Если взглянуть на мир и человека в мире «с высоты птичьего полёта», то есть, обращая внимание на главное и игнорируя второстепенное, нетрудно будет заметить, что мир и человек растянуты как бы меж двух полюсов, меж двух правд, как между Каином и Авелем. И в истории они актуализируются поочерёдно: люди всякий раз помнят лишь одну из правд, забывая другую. И в разные эпохи художники, творцы и мыслители, помогают вспомнить ту, которой не хватает, потому что истинное, целостное знание предполагает знание обеих правд. Без этого невозможно быть здравомыслящим и адекватным — видящим по-настоящему.

Первая правда: Христос распят; вторая правда: Христос воскрес. Это две правды о мире и человеке, которые должен помнить каждый — о себе. Первая правда — правда о деле рук человеческих, вторая правда — свидетельство любви Божией. Первую правду соделали мы, люди; вторую — Богочеловек Христос, ставший одним из нас (то есть, по сути, Бог). Всё сказанное можно сформулировать иначе. Правда первая — человек страшен, правда вторая — человек прекрасен. Способный вместить обе эти правды о человеке — воистину мудр.

Кто-то может спросит: а зачем помнить о страшном? Не лучше ли фокус внимания держать только на прекрасном? Любой однозначный ответ будет ошибочным, потому что вообще, теоретически, отвечать на такой вопрос вряд ли полезно. Он требует конкретики. В разных обстоятельствах для равновесия нам нужно усиливать в себе то одну правду, то другую, чтобы иметь верное суждение о происходящих процессах, чтобы давать верную оценку своим и чужим действиям и, наконец, чтобы адекватно действовать, согласуясь с поставленными временем и обстоятельствами задачами.
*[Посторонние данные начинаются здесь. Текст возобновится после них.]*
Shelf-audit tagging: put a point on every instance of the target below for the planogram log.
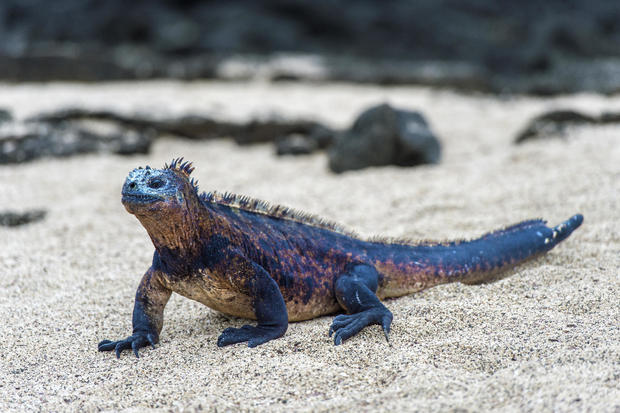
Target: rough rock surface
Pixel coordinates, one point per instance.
(555, 123)
(382, 136)
(530, 46)
(15, 219)
(26, 142)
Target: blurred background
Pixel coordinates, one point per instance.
(549, 47)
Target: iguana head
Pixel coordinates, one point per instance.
(156, 192)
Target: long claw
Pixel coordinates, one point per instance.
(151, 340)
(135, 347)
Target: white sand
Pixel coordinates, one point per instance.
(544, 339)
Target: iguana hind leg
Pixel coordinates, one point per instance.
(356, 293)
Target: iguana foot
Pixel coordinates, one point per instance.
(347, 325)
(134, 342)
(253, 335)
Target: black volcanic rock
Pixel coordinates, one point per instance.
(383, 136)
(528, 46)
(15, 219)
(554, 124)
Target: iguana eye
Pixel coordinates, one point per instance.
(156, 183)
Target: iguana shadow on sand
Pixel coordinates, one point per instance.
(272, 264)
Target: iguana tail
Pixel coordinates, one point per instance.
(410, 268)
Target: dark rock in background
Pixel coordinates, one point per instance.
(553, 124)
(5, 116)
(195, 126)
(318, 137)
(26, 142)
(528, 46)
(382, 136)
(77, 131)
(14, 219)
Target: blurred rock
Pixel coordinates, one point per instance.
(296, 144)
(5, 116)
(382, 136)
(554, 124)
(195, 126)
(26, 142)
(523, 47)
(319, 137)
(14, 219)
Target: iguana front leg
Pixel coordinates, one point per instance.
(268, 304)
(148, 316)
(356, 293)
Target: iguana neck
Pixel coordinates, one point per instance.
(175, 231)
(181, 233)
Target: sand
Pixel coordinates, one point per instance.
(547, 338)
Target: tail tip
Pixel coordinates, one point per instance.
(575, 221)
(568, 226)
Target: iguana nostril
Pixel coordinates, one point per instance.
(155, 183)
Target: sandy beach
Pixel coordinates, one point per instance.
(546, 338)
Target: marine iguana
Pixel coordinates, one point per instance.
(246, 258)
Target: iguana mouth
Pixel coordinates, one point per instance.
(140, 198)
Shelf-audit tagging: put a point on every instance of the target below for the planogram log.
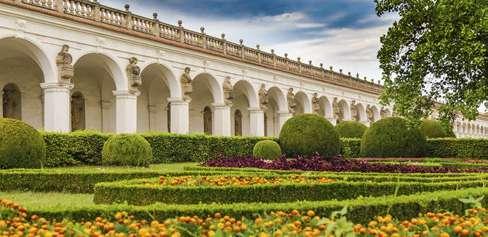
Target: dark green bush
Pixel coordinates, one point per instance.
(392, 137)
(137, 192)
(351, 129)
(433, 129)
(307, 134)
(267, 149)
(470, 148)
(351, 147)
(21, 146)
(127, 150)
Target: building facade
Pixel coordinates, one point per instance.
(74, 64)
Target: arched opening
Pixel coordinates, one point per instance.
(206, 92)
(276, 104)
(244, 99)
(207, 120)
(77, 111)
(153, 110)
(23, 66)
(237, 123)
(302, 103)
(12, 102)
(94, 79)
(325, 108)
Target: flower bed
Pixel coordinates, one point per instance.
(237, 180)
(201, 189)
(336, 164)
(279, 223)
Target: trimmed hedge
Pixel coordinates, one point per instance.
(137, 192)
(359, 210)
(85, 147)
(307, 134)
(392, 137)
(21, 146)
(351, 129)
(127, 150)
(267, 149)
(457, 148)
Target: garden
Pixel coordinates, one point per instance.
(390, 179)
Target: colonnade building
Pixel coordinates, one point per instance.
(70, 65)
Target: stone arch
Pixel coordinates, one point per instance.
(34, 50)
(97, 76)
(303, 103)
(12, 101)
(207, 92)
(153, 108)
(276, 105)
(78, 114)
(237, 123)
(24, 62)
(325, 107)
(207, 120)
(109, 63)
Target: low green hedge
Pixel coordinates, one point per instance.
(138, 192)
(360, 210)
(85, 147)
(457, 148)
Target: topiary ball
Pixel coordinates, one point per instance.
(351, 129)
(392, 137)
(21, 146)
(433, 129)
(127, 150)
(307, 134)
(267, 149)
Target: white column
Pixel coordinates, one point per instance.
(180, 116)
(283, 116)
(57, 106)
(221, 120)
(125, 111)
(256, 117)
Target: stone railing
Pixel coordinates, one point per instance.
(95, 12)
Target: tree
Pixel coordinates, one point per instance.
(437, 51)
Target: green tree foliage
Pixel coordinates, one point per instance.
(307, 134)
(267, 149)
(436, 51)
(351, 129)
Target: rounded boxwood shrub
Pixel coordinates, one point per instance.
(127, 150)
(392, 137)
(21, 146)
(307, 134)
(351, 129)
(434, 129)
(267, 149)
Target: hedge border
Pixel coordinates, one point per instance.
(137, 192)
(361, 210)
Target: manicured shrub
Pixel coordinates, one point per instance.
(392, 137)
(127, 150)
(21, 146)
(351, 129)
(307, 134)
(267, 149)
(433, 129)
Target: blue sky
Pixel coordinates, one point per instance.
(339, 33)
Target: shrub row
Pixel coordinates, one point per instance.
(359, 210)
(458, 148)
(139, 192)
(72, 181)
(85, 147)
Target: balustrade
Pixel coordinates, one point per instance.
(91, 9)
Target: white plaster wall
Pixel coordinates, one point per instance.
(27, 76)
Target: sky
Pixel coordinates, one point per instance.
(340, 33)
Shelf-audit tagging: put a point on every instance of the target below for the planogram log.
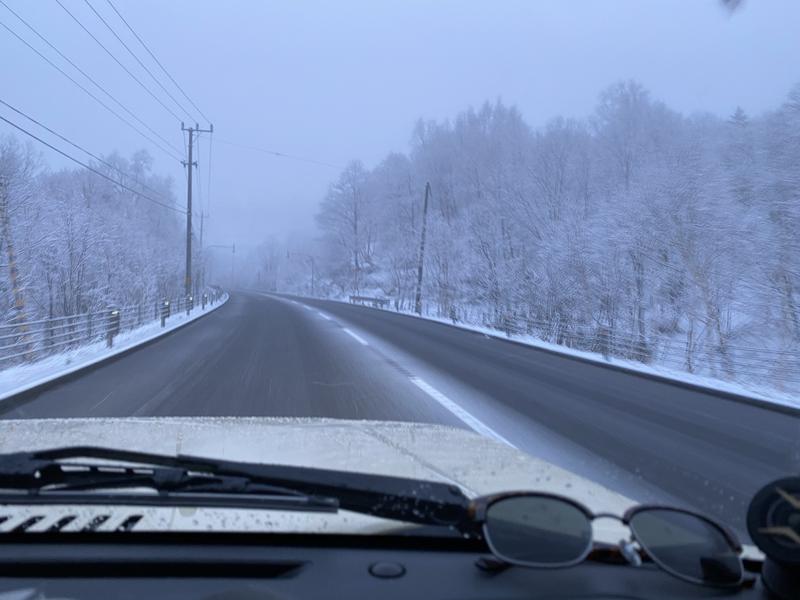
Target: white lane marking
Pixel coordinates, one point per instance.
(103, 400)
(355, 336)
(473, 422)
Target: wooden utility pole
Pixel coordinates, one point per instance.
(16, 285)
(418, 300)
(190, 164)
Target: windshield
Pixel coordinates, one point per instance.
(521, 245)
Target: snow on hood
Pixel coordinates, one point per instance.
(476, 464)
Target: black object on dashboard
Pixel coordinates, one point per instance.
(773, 521)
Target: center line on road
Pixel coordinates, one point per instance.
(356, 337)
(473, 422)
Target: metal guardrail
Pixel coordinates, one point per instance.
(779, 369)
(369, 301)
(30, 341)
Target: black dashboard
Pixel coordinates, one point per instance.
(269, 566)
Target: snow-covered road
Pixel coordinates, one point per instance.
(260, 355)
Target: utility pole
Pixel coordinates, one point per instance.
(190, 164)
(313, 269)
(418, 300)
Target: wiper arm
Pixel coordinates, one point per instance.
(187, 480)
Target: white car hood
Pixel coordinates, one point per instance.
(476, 464)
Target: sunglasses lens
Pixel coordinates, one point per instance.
(537, 530)
(688, 546)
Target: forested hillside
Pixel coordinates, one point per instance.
(637, 224)
(81, 243)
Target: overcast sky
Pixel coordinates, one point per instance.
(333, 81)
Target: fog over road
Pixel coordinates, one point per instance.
(261, 355)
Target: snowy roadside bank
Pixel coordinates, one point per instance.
(21, 378)
(751, 392)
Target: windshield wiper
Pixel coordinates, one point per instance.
(55, 476)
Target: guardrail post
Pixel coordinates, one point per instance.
(164, 312)
(113, 327)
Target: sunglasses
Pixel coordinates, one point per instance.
(552, 531)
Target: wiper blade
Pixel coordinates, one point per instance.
(41, 477)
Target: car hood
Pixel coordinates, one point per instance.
(476, 464)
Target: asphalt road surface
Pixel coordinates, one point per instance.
(260, 355)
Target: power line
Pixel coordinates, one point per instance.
(74, 145)
(149, 72)
(281, 154)
(90, 94)
(126, 69)
(158, 62)
(82, 72)
(89, 168)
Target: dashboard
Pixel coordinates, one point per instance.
(251, 566)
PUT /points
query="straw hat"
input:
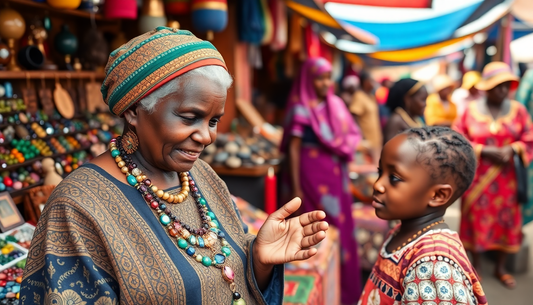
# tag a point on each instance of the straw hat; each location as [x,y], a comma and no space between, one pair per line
[442,81]
[470,79]
[495,73]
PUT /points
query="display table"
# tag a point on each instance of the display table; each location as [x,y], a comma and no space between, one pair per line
[246,182]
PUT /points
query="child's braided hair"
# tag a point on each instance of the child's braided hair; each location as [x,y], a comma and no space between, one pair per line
[445,152]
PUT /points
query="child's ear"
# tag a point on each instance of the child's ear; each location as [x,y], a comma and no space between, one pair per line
[442,193]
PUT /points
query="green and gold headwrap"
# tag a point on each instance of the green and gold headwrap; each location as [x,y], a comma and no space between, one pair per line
[150,60]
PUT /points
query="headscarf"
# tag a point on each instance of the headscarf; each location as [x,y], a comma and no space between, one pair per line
[400,89]
[148,61]
[336,130]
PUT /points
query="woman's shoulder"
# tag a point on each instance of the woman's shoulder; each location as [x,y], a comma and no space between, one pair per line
[85,184]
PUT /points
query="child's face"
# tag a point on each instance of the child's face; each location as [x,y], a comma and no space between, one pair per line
[403,189]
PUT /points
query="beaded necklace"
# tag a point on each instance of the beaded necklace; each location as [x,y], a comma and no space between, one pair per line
[188,239]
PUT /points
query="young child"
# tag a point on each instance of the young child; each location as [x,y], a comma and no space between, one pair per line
[422,172]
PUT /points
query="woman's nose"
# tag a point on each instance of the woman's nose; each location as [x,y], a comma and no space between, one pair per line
[203,135]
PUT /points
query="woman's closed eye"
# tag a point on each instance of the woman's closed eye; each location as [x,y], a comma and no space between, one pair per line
[394,179]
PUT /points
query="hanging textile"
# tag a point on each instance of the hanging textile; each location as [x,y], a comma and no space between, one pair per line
[268,23]
[251,25]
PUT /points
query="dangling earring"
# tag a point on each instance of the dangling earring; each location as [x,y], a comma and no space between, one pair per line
[130,142]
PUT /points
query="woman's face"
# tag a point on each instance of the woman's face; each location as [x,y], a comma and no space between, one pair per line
[416,103]
[322,83]
[499,93]
[183,123]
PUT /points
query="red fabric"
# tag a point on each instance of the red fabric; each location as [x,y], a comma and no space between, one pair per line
[126,9]
[491,217]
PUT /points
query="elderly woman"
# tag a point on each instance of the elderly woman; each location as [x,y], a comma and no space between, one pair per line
[148,222]
[497,128]
[407,102]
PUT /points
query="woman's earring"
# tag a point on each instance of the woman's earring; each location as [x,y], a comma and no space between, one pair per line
[130,142]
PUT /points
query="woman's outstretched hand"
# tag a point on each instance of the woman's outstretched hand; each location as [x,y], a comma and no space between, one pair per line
[282,240]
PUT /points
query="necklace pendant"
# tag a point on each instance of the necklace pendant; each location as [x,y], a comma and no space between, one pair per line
[227,274]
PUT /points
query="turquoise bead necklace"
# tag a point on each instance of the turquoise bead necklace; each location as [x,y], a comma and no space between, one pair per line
[188,239]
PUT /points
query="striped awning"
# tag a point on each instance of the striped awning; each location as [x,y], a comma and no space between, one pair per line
[314,11]
[401,33]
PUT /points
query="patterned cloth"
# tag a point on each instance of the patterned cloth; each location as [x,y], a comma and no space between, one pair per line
[150,60]
[432,270]
[98,242]
[491,217]
[436,113]
[524,95]
[329,139]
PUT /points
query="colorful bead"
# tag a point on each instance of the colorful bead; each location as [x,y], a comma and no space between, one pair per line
[201,242]
[182,243]
[228,274]
[238,302]
[226,251]
[173,232]
[165,220]
[206,261]
[136,172]
[131,180]
[219,259]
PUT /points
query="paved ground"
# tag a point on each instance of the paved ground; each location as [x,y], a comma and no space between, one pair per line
[496,293]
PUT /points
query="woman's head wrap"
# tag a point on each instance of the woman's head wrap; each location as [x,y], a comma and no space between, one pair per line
[148,61]
[400,89]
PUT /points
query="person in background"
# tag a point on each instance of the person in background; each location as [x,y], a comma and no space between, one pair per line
[440,110]
[467,92]
[407,102]
[365,111]
[524,95]
[350,84]
[498,128]
[320,138]
[421,173]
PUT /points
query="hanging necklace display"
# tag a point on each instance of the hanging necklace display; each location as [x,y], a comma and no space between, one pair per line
[63,101]
[45,95]
[188,239]
[30,97]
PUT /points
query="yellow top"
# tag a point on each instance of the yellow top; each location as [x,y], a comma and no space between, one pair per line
[436,113]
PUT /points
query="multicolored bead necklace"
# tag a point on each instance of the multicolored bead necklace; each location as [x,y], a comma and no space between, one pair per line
[188,239]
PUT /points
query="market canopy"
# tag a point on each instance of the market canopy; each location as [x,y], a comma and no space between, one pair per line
[428,23]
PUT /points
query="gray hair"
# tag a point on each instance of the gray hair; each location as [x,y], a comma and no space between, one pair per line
[215,74]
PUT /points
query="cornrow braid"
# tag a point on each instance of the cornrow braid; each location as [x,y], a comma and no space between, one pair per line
[447,153]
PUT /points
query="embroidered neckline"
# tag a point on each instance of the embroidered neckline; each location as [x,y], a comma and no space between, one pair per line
[397,254]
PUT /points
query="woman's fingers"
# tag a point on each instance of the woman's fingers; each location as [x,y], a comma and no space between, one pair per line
[305,254]
[311,217]
[286,210]
[314,239]
[315,227]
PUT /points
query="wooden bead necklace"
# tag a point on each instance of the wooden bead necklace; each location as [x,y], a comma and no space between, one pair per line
[415,236]
[188,239]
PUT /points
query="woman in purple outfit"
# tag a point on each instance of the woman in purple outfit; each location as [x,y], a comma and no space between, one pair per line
[320,139]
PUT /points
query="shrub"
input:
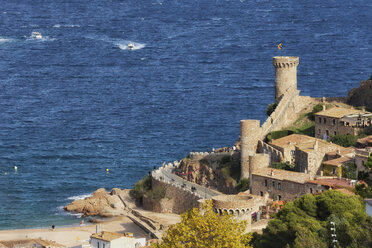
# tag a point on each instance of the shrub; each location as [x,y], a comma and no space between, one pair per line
[243,185]
[270,108]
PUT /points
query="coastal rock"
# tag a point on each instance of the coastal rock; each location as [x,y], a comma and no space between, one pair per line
[362,95]
[104,204]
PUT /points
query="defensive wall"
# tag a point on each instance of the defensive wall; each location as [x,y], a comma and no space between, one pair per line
[180,195]
[289,105]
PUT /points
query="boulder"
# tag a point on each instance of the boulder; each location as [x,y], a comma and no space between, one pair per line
[102,203]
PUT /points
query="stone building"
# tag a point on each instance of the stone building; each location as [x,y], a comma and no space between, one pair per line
[241,206]
[361,158]
[279,184]
[334,161]
[338,120]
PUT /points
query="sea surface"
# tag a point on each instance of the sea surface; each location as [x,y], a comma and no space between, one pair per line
[78,102]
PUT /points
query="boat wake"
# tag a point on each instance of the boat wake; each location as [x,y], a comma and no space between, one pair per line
[5,40]
[129,45]
[65,26]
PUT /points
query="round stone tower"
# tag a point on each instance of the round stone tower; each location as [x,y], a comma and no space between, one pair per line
[285,75]
[256,163]
[249,135]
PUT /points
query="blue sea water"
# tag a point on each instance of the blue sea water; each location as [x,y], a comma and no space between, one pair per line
[77,101]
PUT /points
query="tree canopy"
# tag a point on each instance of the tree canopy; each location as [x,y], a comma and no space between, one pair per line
[306,222]
[200,228]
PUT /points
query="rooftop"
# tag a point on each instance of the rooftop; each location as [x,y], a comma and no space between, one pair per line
[337,161]
[348,152]
[338,112]
[293,139]
[106,236]
[292,176]
[309,146]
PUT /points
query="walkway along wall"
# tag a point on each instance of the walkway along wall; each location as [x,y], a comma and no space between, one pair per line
[177,200]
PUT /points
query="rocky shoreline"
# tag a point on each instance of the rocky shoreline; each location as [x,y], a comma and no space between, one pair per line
[117,202]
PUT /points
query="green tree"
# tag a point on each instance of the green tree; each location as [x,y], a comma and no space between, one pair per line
[306,222]
[270,108]
[200,228]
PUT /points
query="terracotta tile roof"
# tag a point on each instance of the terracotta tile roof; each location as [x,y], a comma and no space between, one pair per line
[106,236]
[343,152]
[338,112]
[292,176]
[309,146]
[293,139]
[338,161]
[333,182]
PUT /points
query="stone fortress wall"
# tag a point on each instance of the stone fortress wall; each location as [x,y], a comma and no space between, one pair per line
[289,105]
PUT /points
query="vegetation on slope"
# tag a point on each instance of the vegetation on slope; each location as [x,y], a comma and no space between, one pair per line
[307,222]
[205,228]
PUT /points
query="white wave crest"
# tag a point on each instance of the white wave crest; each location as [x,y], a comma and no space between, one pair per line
[79,197]
[4,40]
[124,45]
[65,26]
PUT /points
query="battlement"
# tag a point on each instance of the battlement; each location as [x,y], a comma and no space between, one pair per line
[285,75]
[285,61]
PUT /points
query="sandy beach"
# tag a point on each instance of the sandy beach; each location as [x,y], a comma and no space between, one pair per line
[75,236]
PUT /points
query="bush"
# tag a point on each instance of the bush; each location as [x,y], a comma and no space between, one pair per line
[317,108]
[270,108]
[141,187]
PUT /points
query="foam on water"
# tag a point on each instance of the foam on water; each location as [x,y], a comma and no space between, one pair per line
[5,40]
[79,197]
[65,26]
[123,45]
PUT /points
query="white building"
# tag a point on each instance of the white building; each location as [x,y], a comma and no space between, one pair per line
[115,240]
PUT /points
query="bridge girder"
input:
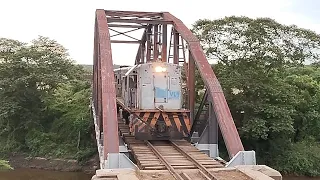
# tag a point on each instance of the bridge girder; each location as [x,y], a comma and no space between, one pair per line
[153,45]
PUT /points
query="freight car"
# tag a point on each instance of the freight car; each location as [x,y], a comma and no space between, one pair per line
[150,98]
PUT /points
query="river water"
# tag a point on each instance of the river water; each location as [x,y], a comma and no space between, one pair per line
[35,174]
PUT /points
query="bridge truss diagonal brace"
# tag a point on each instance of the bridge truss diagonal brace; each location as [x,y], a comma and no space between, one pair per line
[104,88]
[224,117]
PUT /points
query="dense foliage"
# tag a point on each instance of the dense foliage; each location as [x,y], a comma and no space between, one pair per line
[4,165]
[274,98]
[44,100]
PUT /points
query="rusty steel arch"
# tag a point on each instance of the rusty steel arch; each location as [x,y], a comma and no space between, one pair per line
[153,45]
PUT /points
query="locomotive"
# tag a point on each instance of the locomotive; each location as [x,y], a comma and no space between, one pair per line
[149,97]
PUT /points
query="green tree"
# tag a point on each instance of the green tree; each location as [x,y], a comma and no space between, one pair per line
[267,98]
[4,165]
[29,75]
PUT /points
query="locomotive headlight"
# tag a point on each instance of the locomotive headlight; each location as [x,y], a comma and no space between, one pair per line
[160,69]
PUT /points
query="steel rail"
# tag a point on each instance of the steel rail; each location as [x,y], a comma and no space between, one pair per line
[165,162]
[200,166]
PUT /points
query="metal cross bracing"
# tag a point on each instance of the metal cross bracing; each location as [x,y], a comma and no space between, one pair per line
[184,49]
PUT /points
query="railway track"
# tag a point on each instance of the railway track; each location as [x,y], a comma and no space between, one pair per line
[180,158]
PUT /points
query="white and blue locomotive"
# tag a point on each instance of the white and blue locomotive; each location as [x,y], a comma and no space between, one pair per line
[150,96]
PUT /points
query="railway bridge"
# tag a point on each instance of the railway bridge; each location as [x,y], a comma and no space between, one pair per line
[122,156]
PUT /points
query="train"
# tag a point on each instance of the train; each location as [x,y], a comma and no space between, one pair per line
[149,99]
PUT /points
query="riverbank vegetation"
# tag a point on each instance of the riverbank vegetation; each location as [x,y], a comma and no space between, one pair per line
[44,100]
[4,165]
[273,95]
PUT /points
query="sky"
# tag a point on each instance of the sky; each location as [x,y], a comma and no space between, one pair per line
[71,23]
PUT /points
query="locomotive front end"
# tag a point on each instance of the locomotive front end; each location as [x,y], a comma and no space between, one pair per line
[159,114]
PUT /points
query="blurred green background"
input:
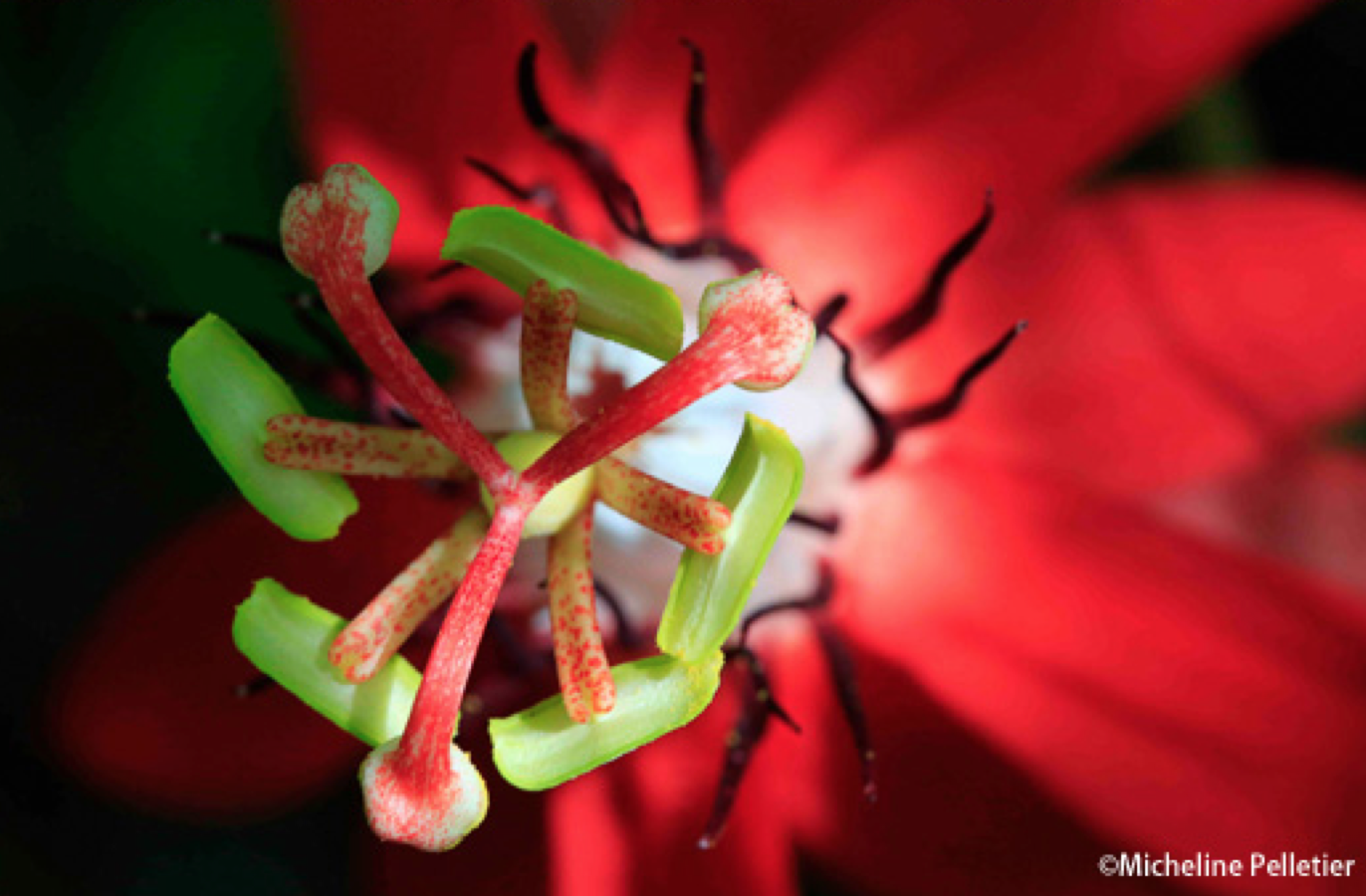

Есть одна особенность человеческого восприятия, которая оформлена Бернардом Шоу в неутешительную формулу: история ничему не учит. Причина этого феномена в отстраненном восприятии событий истории. Всё, что случилось когда-то, случилось не с нами — с ними. Так чувствует историю преобладающее большинство людей. Это обстоятельство мешает видеть в себе причины множества чудовищных преступлений, которые уже случались с нами.

Освенцим (как факт и как символ всех человеконенавистнических действий) уже был в нашей истории, не чувствовать этого исторического факта частью своей личной беды значит не знать, не понимать очень важного о человеке. Той первой правды, которая заставила немецкого философа Теодора Адорно обратиться к общественности с вопросом «Возможна ли поэзия после Освенцима?». Он приводит аргументы и решительно утверждает: «После Освенцима любое слово, в котором слышатся возвышенные ноты, лишается права на существование».

Мне искренне хочется, чтобы читающие эти строки услышали вопль-вопрошание Теодора Адорно, поняли о чём он предлагает задуматься. Но услышать его может лишь тот, кто сам родил в себе аналогичный вопрос. Величайшая пошлость жить так, словно Освенцима (как факта и символа) не было, потому что он есть и сейчас. Освенцим, как и распятие Христово, длится до сих пор — в нас. Наши преступления длятся и будут длиться до конца веков. Христос снова и снова распинается — нами. Человек — преступник, чудовище, способное на кровожадность, которую и вообразить страшно. Ни один хищный зверь не может приблизиться в этом к человеку — только диавол. Помня первую правду, человек не будет заигрывать со страстями, он будет бояться их и вопить к Богу о помощи. Но для этого ему необходимо знать и помнить о второй правде — Христос воскрес. Человек может быть прекрасным — может! Это и есть Благая весть, которую по-настоящему понимает и воспринимает только тот, кто помнит в себе распинателя и убийцу, кто понимает сколь ужасен человек в своей низшей точке, в своей первой правде.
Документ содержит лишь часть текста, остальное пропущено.